In November 2017 at COP23, Piccard tasked the World Alliance with a project to identify 1,000 technological solutions that are both profitable and good for the planet, with the goal to bring environmentalists and industrialists together. He noted in a 2018 Smithsonian article that technologies developed for the solar-powered flight were already being repurposed in new ways, including new ceiling fans based on the solar airplane engines and refrigerators using the cockpit insulation.

When speaking to government leaders, Piccard said he was consistently told that they wanted to protect the environment but it was too expensive. To provide reassurance, in May 2018 Piccard and the Solar Impulse Foundation announced the Efficient Solutions Label, a certification involving a rigorous Ernst and Young-certified evaluation by independent experts to assess each solution's quality and ability to turn a profit. According to Piccard, any Solar Impulse labeled solution must be the best in its class: the most environmentally friendly as well as economically viable and available for purchase today.

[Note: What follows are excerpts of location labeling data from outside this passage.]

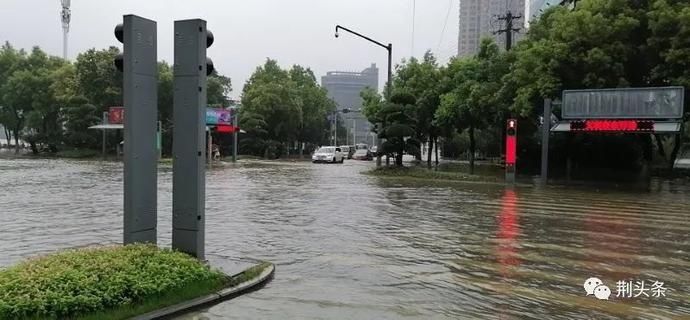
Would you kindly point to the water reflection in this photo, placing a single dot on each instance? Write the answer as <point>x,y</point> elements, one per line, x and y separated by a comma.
<point>508,232</point>
<point>353,246</point>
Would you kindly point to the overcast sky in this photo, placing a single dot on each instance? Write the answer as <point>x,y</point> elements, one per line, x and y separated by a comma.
<point>248,31</point>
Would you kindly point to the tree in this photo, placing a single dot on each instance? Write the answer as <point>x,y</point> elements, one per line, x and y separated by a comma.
<point>399,126</point>
<point>473,101</point>
<point>272,95</point>
<point>218,89</point>
<point>423,81</point>
<point>10,117</point>
<point>79,116</point>
<point>316,106</point>
<point>97,78</point>
<point>31,92</point>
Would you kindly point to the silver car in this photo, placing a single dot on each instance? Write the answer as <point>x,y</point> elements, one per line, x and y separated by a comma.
<point>328,154</point>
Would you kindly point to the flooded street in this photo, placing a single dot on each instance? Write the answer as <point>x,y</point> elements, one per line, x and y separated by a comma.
<point>352,246</point>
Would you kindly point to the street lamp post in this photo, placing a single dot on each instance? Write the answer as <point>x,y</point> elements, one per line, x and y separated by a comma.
<point>388,47</point>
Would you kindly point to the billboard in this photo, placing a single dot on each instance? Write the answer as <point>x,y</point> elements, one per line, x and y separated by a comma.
<point>217,116</point>
<point>116,115</point>
<point>624,103</point>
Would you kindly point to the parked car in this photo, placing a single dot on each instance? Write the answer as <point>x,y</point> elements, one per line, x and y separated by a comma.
<point>362,154</point>
<point>347,151</point>
<point>328,154</point>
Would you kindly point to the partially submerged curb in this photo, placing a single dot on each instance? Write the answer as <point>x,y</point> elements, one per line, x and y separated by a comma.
<point>213,298</point>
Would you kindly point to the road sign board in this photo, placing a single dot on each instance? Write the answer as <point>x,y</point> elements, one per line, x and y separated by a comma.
<point>624,103</point>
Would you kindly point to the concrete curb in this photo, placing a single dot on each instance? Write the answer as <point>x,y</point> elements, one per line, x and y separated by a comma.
<point>214,298</point>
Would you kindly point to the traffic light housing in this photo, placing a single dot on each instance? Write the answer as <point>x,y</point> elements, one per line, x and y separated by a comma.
<point>209,62</point>
<point>191,70</point>
<point>139,65</point>
<point>511,142</point>
<point>511,127</point>
<point>119,35</point>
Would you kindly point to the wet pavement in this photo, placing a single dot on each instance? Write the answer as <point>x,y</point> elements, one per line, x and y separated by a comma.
<point>352,246</point>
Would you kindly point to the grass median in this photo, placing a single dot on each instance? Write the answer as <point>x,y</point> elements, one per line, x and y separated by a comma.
<point>115,282</point>
<point>429,174</point>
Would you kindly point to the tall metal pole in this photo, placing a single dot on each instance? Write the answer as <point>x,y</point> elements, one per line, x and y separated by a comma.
<point>105,121</point>
<point>140,96</point>
<point>545,131</point>
<point>66,16</point>
<point>388,47</point>
<point>191,69</point>
<point>236,123</point>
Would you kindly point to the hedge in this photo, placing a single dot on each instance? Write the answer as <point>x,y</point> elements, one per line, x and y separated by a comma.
<point>80,282</point>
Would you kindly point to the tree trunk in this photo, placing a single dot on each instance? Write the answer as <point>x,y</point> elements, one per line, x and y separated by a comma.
<point>429,150</point>
<point>8,135</point>
<point>472,146</point>
<point>674,152</point>
<point>436,150</point>
<point>660,146</point>
<point>16,140</point>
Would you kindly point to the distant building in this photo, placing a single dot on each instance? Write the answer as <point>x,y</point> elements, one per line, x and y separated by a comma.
<point>345,88</point>
<point>479,19</point>
<point>536,7</point>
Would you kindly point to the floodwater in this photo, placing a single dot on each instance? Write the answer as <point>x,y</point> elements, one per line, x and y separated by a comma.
<point>351,246</point>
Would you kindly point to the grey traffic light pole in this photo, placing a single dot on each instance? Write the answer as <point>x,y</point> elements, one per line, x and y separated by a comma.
<point>191,69</point>
<point>140,91</point>
<point>388,47</point>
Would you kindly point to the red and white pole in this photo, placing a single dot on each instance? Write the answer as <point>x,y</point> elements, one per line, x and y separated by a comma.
<point>511,149</point>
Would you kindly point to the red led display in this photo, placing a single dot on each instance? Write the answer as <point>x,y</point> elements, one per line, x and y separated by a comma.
<point>226,129</point>
<point>511,144</point>
<point>612,125</point>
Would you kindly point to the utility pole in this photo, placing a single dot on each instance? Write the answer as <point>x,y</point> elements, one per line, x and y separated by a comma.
<point>66,16</point>
<point>509,18</point>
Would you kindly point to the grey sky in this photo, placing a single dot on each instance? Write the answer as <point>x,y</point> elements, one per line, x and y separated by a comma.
<point>249,31</point>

In 2021 in a Reuters interview, Piccard stated that his organization had assembled a portfolio of 910 vetted and labeled solutions and expected to reach 1000 by mid-April 2021. Piccard told Reuters he plans to discuss the solutions with businesses and governments, especially those in the process of funding the global economic recovery from COVID-19.

== Organisation ==
During their travel around the world, Borschberg and Piccard brought together about four hundred associations promoting renewable energy. As of June 2017, several multinational corporations are members of the Alliance, among which Solvay, historical partner of Solar Impulse, Air Liquide and Engie.